Tutta la stampa, sia quella generalista sia quella di settore, compresi noi di Astronautinews.it, ha recentemente scritto che SpaceX ha immesso in orbita 240 satelliti per telecomunicazioni della costellazione “Starlink”. In realtà, rileggendo con attenzione tutta la documentazione messa a disposizione dall’azienda, ci siamo resi conto che il numero indicato non è propriamente esatto: cerchiamo dunque di ripercorrere la (ancor breve) storia della costellazione “Starlink” per arrivare alla conclusione corretta.

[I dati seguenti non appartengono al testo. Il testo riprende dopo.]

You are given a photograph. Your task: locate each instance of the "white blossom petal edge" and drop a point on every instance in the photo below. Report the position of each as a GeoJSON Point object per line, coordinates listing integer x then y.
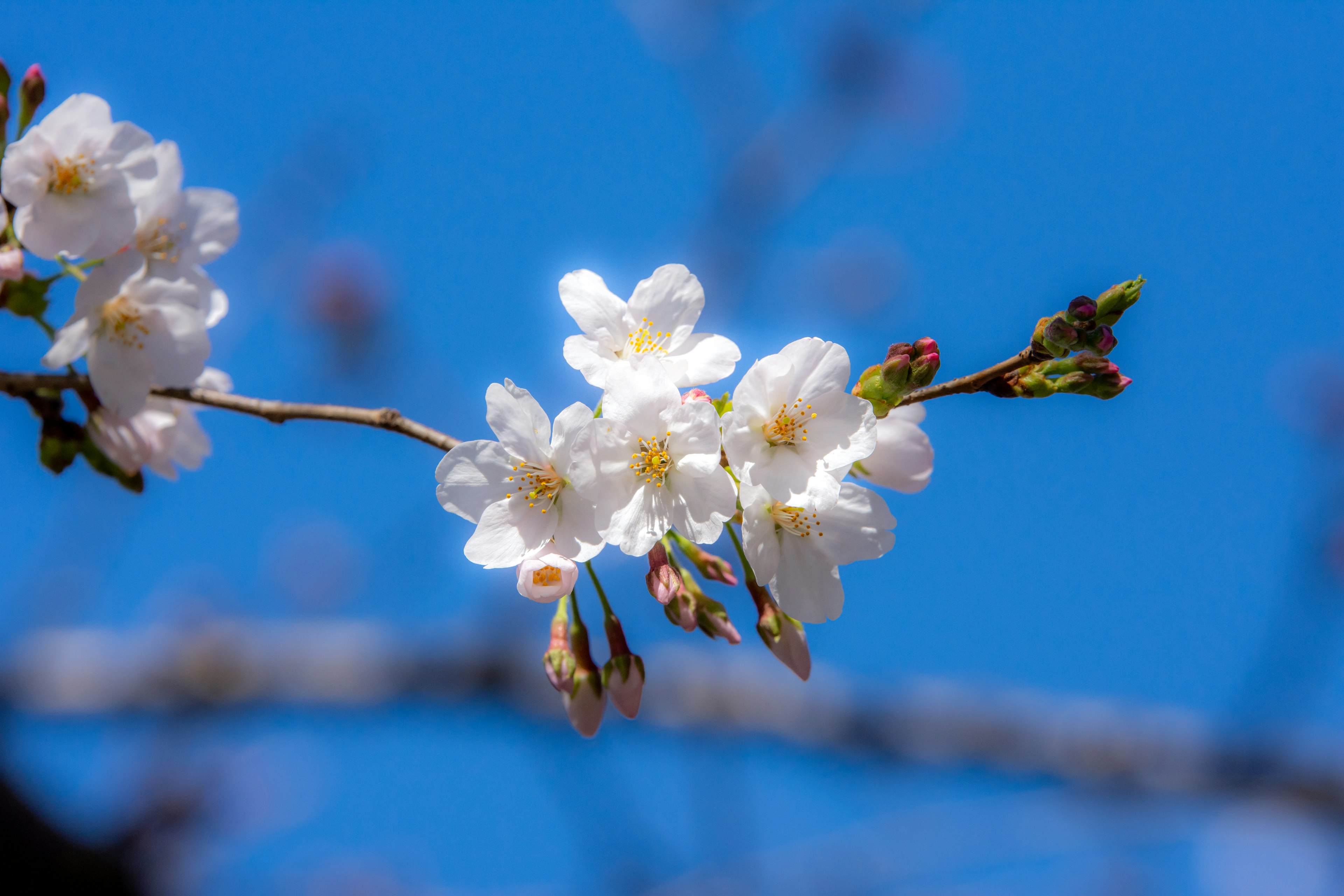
{"type": "Point", "coordinates": [656, 323]}
{"type": "Point", "coordinates": [75, 178]}
{"type": "Point", "coordinates": [904, 457]}
{"type": "Point", "coordinates": [518, 491]}
{"type": "Point", "coordinates": [651, 463]}
{"type": "Point", "coordinates": [793, 426]}
{"type": "Point", "coordinates": [800, 553]}
{"type": "Point", "coordinates": [138, 331]}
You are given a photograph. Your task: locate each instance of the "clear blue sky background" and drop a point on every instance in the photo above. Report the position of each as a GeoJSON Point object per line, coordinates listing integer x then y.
{"type": "Point", "coordinates": [1131, 548]}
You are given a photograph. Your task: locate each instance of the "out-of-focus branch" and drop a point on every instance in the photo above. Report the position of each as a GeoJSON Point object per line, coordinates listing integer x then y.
{"type": "Point", "coordinates": [384, 418]}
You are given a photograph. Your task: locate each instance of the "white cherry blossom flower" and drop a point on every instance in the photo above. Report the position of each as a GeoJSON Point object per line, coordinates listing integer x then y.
{"type": "Point", "coordinates": [75, 178]}
{"type": "Point", "coordinates": [138, 331]}
{"type": "Point", "coordinates": [518, 489]}
{"type": "Point", "coordinates": [904, 457]}
{"type": "Point", "coordinates": [658, 323]}
{"type": "Point", "coordinates": [545, 577]}
{"type": "Point", "coordinates": [166, 432]}
{"type": "Point", "coordinates": [799, 551]}
{"type": "Point", "coordinates": [179, 230]}
{"type": "Point", "coordinates": [651, 463]}
{"type": "Point", "coordinates": [793, 425]}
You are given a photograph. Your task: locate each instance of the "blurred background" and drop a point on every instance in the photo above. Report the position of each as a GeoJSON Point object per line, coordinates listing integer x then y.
{"type": "Point", "coordinates": [1104, 656]}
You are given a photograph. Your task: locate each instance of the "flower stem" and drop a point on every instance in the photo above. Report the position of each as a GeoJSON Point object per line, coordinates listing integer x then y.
{"type": "Point", "coordinates": [742, 555]}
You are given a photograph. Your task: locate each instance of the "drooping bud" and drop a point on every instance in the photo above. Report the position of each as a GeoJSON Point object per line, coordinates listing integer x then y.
{"type": "Point", "coordinates": [663, 581]}
{"type": "Point", "coordinates": [697, 396]}
{"type": "Point", "coordinates": [558, 659]}
{"type": "Point", "coordinates": [713, 567]}
{"type": "Point", "coordinates": [713, 620]}
{"type": "Point", "coordinates": [1117, 300]}
{"type": "Point", "coordinates": [587, 702]}
{"type": "Point", "coordinates": [781, 633]}
{"type": "Point", "coordinates": [33, 91]}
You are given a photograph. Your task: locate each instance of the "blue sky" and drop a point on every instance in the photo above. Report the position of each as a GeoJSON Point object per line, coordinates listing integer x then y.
{"type": "Point", "coordinates": [1131, 548]}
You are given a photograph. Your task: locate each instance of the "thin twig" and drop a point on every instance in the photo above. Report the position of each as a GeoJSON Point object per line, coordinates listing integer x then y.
{"type": "Point", "coordinates": [384, 418]}
{"type": "Point", "coordinates": [972, 382]}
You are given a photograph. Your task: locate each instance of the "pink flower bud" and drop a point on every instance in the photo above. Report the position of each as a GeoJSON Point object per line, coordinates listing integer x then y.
{"type": "Point", "coordinates": [697, 396]}
{"type": "Point", "coordinates": [587, 703]}
{"type": "Point", "coordinates": [664, 582]}
{"type": "Point", "coordinates": [546, 577]}
{"type": "Point", "coordinates": [623, 678]}
{"type": "Point", "coordinates": [11, 264]}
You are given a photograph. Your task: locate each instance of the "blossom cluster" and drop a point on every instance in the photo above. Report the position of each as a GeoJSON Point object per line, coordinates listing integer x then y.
{"type": "Point", "coordinates": [660, 469]}
{"type": "Point", "coordinates": [107, 203]}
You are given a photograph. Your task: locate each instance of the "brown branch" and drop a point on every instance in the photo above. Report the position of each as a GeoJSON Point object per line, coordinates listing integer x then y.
{"type": "Point", "coordinates": [384, 418]}
{"type": "Point", "coordinates": [974, 382]}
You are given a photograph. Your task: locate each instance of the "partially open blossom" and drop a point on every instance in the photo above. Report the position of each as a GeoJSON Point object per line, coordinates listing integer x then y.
{"type": "Point", "coordinates": [138, 331]}
{"type": "Point", "coordinates": [545, 577]}
{"type": "Point", "coordinates": [904, 457]}
{"type": "Point", "coordinates": [163, 433]}
{"type": "Point", "coordinates": [793, 424]}
{"type": "Point", "coordinates": [73, 179]}
{"type": "Point", "coordinates": [651, 463]}
{"type": "Point", "coordinates": [179, 230]}
{"type": "Point", "coordinates": [658, 324]}
{"type": "Point", "coordinates": [799, 551]}
{"type": "Point", "coordinates": [518, 489]}
{"type": "Point", "coordinates": [663, 581]}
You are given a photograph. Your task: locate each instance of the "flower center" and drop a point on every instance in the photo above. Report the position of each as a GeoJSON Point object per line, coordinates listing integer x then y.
{"type": "Point", "coordinates": [121, 323]}
{"type": "Point", "coordinates": [646, 342]}
{"type": "Point", "coordinates": [537, 483]}
{"type": "Point", "coordinates": [546, 577]}
{"type": "Point", "coordinates": [69, 175]}
{"type": "Point", "coordinates": [652, 461]}
{"type": "Point", "coordinates": [788, 425]}
{"type": "Point", "coordinates": [159, 244]}
{"type": "Point", "coordinates": [796, 520]}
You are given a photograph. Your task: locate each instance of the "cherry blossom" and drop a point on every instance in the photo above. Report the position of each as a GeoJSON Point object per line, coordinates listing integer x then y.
{"type": "Point", "coordinates": [799, 551]}
{"type": "Point", "coordinates": [163, 433]}
{"type": "Point", "coordinates": [138, 331]}
{"type": "Point", "coordinates": [793, 425]}
{"type": "Point", "coordinates": [518, 489]}
{"type": "Point", "coordinates": [904, 457]}
{"type": "Point", "coordinates": [656, 323]}
{"type": "Point", "coordinates": [75, 178]}
{"type": "Point", "coordinates": [651, 463]}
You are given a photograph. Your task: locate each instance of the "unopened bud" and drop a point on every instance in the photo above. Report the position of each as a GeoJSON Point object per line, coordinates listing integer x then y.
{"type": "Point", "coordinates": [33, 91]}
{"type": "Point", "coordinates": [546, 577]}
{"type": "Point", "coordinates": [714, 621]}
{"type": "Point", "coordinates": [623, 679]}
{"type": "Point", "coordinates": [1083, 308]}
{"type": "Point", "coordinates": [558, 659]}
{"type": "Point", "coordinates": [664, 582]}
{"type": "Point", "coordinates": [697, 396]}
{"type": "Point", "coordinates": [11, 264]}
{"type": "Point", "coordinates": [781, 633]}
{"type": "Point", "coordinates": [1102, 340]}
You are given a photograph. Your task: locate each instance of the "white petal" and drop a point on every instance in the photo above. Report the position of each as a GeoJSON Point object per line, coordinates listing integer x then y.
{"type": "Point", "coordinates": [702, 504]}
{"type": "Point", "coordinates": [518, 421]}
{"type": "Point", "coordinates": [638, 396]}
{"type": "Point", "coordinates": [705, 358]}
{"type": "Point", "coordinates": [904, 457]}
{"type": "Point", "coordinates": [590, 358]}
{"type": "Point", "coordinates": [507, 532]}
{"type": "Point", "coordinates": [595, 308]}
{"type": "Point", "coordinates": [819, 367]}
{"type": "Point", "coordinates": [858, 527]}
{"type": "Point", "coordinates": [670, 301]}
{"type": "Point", "coordinates": [72, 342]}
{"type": "Point", "coordinates": [807, 583]}
{"type": "Point", "coordinates": [472, 477]}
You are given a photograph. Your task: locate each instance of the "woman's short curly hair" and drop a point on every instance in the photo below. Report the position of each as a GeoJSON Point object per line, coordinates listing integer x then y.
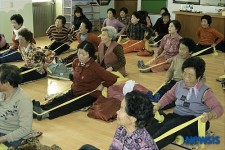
{"type": "Point", "coordinates": [111, 31]}
{"type": "Point", "coordinates": [140, 107]}
{"type": "Point", "coordinates": [11, 74]}
{"type": "Point", "coordinates": [88, 47]}
{"type": "Point", "coordinates": [27, 34]}
{"type": "Point", "coordinates": [197, 63]}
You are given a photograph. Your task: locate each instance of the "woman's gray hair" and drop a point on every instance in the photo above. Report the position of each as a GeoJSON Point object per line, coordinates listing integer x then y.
{"type": "Point", "coordinates": [111, 31]}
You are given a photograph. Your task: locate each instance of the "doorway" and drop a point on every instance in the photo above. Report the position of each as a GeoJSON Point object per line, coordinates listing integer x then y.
{"type": "Point", "coordinates": [131, 5]}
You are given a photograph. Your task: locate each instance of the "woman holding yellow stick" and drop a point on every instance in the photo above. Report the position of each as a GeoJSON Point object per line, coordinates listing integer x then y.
{"type": "Point", "coordinates": [174, 73]}
{"type": "Point", "coordinates": [88, 76]}
{"type": "Point", "coordinates": [192, 99]}
{"type": "Point", "coordinates": [167, 50]}
{"type": "Point", "coordinates": [32, 57]}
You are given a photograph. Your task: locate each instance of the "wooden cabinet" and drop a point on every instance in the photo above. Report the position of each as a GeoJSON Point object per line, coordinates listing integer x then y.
{"type": "Point", "coordinates": [190, 22]}
{"type": "Point", "coordinates": [92, 12]}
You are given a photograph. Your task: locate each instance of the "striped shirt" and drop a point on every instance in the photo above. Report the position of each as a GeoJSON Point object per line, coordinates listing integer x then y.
{"type": "Point", "coordinates": [62, 35]}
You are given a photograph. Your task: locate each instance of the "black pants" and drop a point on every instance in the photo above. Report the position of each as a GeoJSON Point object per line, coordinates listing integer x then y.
{"type": "Point", "coordinates": [58, 47]}
{"type": "Point", "coordinates": [30, 76]}
{"type": "Point", "coordinates": [164, 89]}
{"type": "Point", "coordinates": [66, 109]}
{"type": "Point", "coordinates": [172, 120]}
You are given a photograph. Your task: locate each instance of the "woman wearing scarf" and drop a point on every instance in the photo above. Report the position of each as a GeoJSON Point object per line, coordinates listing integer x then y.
{"type": "Point", "coordinates": [12, 54]}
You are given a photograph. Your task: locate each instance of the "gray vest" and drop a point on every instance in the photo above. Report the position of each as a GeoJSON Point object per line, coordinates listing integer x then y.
{"type": "Point", "coordinates": [192, 107]}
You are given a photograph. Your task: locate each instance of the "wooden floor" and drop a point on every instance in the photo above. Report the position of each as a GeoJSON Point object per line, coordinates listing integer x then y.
{"type": "Point", "coordinates": [72, 131]}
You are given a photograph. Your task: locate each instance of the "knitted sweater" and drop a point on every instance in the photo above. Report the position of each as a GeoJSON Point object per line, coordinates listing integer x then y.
{"type": "Point", "coordinates": [16, 115]}
{"type": "Point", "coordinates": [209, 36]}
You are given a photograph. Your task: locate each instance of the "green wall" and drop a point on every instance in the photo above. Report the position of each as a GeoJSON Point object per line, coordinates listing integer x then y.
{"type": "Point", "coordinates": [153, 6]}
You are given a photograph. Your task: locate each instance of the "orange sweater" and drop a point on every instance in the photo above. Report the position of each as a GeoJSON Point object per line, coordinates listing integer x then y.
{"type": "Point", "coordinates": [209, 36]}
{"type": "Point", "coordinates": [91, 37]}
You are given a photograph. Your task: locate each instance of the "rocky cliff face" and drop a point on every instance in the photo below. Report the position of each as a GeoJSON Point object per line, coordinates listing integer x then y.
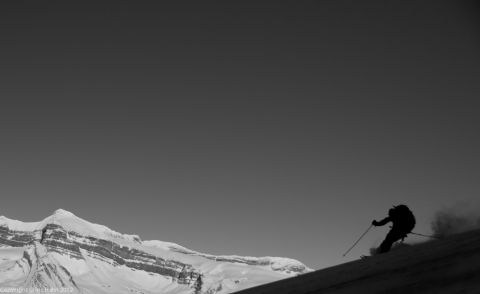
{"type": "Point", "coordinates": [66, 251]}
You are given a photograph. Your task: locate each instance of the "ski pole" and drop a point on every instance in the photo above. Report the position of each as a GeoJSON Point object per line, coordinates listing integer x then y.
{"type": "Point", "coordinates": [358, 240]}
{"type": "Point", "coordinates": [427, 236]}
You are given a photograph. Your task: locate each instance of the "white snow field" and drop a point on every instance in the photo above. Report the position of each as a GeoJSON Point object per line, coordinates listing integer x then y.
{"type": "Point", "coordinates": [66, 253]}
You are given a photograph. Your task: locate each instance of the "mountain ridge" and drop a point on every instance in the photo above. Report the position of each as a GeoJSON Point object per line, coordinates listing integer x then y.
{"type": "Point", "coordinates": [63, 249]}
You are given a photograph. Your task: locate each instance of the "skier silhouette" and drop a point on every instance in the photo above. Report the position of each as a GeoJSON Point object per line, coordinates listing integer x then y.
{"type": "Point", "coordinates": [403, 223]}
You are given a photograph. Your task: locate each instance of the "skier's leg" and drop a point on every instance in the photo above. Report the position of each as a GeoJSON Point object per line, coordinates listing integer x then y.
{"type": "Point", "coordinates": [391, 238]}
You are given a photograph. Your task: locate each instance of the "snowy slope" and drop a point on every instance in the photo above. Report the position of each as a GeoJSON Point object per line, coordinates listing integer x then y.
{"type": "Point", "coordinates": [66, 252]}
{"type": "Point", "coordinates": [447, 266]}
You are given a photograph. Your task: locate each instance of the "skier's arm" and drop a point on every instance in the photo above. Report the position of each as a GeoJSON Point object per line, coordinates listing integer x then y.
{"type": "Point", "coordinates": [382, 222]}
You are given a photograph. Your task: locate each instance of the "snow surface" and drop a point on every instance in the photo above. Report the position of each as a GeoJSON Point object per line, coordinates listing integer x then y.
{"type": "Point", "coordinates": [221, 274]}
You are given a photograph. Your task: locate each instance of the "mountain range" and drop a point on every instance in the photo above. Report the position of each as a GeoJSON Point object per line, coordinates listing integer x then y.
{"type": "Point", "coordinates": [64, 253]}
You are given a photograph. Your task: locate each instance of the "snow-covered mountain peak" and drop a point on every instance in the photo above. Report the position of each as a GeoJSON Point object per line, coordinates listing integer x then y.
{"type": "Point", "coordinates": [64, 249]}
{"type": "Point", "coordinates": [63, 213]}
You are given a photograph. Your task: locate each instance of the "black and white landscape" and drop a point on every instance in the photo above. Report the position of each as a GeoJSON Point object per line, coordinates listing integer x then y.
{"type": "Point", "coordinates": [66, 252]}
{"type": "Point", "coordinates": [235, 128]}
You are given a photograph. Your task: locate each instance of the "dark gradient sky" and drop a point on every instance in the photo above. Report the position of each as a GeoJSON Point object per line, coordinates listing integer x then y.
{"type": "Point", "coordinates": [246, 128]}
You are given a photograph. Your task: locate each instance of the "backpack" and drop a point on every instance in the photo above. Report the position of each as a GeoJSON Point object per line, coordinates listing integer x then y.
{"type": "Point", "coordinates": [405, 217]}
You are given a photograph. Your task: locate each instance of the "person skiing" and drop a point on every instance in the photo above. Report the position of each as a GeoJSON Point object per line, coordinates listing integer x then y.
{"type": "Point", "coordinates": [403, 223]}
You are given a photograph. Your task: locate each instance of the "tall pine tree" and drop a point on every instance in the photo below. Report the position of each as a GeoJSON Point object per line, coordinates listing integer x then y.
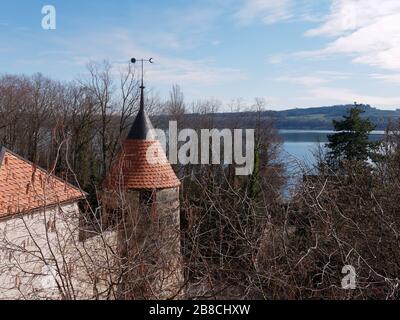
{"type": "Point", "coordinates": [350, 141]}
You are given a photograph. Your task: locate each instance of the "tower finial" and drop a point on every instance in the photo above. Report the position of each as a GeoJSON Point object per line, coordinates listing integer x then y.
{"type": "Point", "coordinates": [134, 60]}
{"type": "Point", "coordinates": [141, 127]}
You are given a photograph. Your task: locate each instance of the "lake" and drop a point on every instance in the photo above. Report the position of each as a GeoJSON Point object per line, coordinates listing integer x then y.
{"type": "Point", "coordinates": [300, 145]}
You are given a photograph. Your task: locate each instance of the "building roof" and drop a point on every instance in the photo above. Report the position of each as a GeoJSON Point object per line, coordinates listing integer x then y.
{"type": "Point", "coordinates": [142, 163]}
{"type": "Point", "coordinates": [25, 187]}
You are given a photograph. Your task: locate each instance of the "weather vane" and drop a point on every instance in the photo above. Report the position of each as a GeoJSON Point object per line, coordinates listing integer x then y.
{"type": "Point", "coordinates": [134, 60]}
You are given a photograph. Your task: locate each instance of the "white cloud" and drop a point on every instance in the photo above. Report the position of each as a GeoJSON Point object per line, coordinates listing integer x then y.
{"type": "Point", "coordinates": [118, 47]}
{"type": "Point", "coordinates": [315, 79]}
{"type": "Point", "coordinates": [270, 11]}
{"type": "Point", "coordinates": [391, 78]}
{"type": "Point", "coordinates": [367, 30]}
{"type": "Point", "coordinates": [308, 81]}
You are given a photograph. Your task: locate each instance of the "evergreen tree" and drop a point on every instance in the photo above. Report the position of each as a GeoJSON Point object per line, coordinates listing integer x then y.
{"type": "Point", "coordinates": [350, 141]}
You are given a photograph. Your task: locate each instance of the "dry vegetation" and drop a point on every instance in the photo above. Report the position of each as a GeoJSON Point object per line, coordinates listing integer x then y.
{"type": "Point", "coordinates": [240, 237]}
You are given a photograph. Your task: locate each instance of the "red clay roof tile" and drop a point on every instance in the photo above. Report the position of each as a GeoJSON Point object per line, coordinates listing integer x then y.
{"type": "Point", "coordinates": [24, 186]}
{"type": "Point", "coordinates": [142, 164]}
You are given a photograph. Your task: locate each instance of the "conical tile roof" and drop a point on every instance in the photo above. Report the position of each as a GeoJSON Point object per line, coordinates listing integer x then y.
{"type": "Point", "coordinates": [142, 163]}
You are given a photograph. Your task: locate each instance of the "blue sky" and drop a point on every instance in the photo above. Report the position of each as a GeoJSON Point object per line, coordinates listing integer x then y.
{"type": "Point", "coordinates": [293, 53]}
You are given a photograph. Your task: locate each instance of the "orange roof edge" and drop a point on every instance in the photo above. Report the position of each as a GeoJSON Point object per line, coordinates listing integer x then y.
{"type": "Point", "coordinates": [26, 186]}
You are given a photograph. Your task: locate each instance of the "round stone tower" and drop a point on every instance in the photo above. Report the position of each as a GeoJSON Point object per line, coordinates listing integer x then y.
{"type": "Point", "coordinates": [143, 195]}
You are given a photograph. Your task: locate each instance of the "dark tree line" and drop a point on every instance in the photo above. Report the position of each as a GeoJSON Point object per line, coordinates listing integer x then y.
{"type": "Point", "coordinates": [242, 237]}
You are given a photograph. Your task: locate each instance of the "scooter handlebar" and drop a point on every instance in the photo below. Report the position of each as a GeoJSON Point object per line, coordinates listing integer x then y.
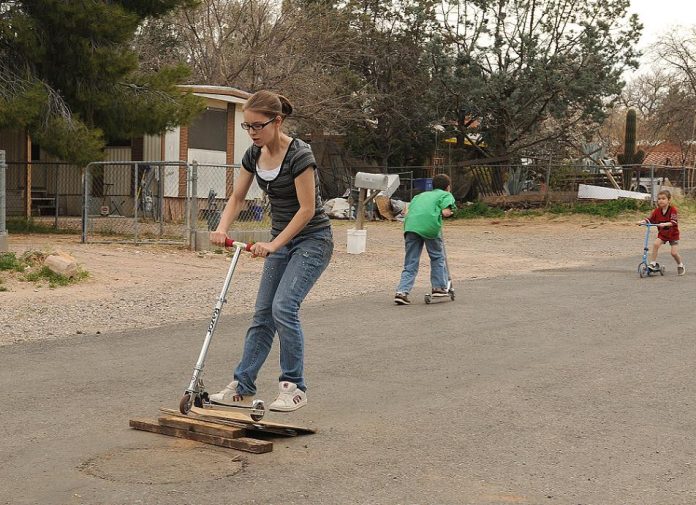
{"type": "Point", "coordinates": [231, 243]}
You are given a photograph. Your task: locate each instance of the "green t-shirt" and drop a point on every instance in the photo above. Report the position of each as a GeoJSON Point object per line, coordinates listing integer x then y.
{"type": "Point", "coordinates": [424, 215]}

Tutto ebbe inizio nel 2015 a Redmond con l’annuncio del progetto da parte di Elon Musk. Il piano iniziale prevedeva l’immissione in orbita di circa 12.000 satelliti a una quota compresa tra i 1100 e i 1300 km di altitudine, per commercializzare un servizio di connettività Internet ad alta velocità che si dovrebbe distinguere per una latenza inferiore rispetto alle offerte Internet via satellite tradizionali, basate su grandi satelliti posti in orbita geostazionaria (il tempo di latenza dovrebbe essere di 25-35 ms rispetto agli attuali 600 ms). Ma i progetti delle aziende concorrenti hanno costretto SpaceX a un’accelerazione. I satelliti sono stati quindi semplificati rispetto ai piani iniziali: invece di trasmettere in entrambe le bande Ku e Ka i satelliti ora trasmetteranno solo in banda Ku, e verranno immessi in un’orbita inferiore a quella inizialmente prevista (550 chilometri). Per dare il via alla costruzione dei satelliti SpaceX ha anche costruito un impianto a Redmond, nello stato di Washington, destinato a diventare la sede delle attività di ricerca, sviluppo e produzione, oltre che a ospitare la “control room” dedicata al controllo e al governo della costellazione in orbita.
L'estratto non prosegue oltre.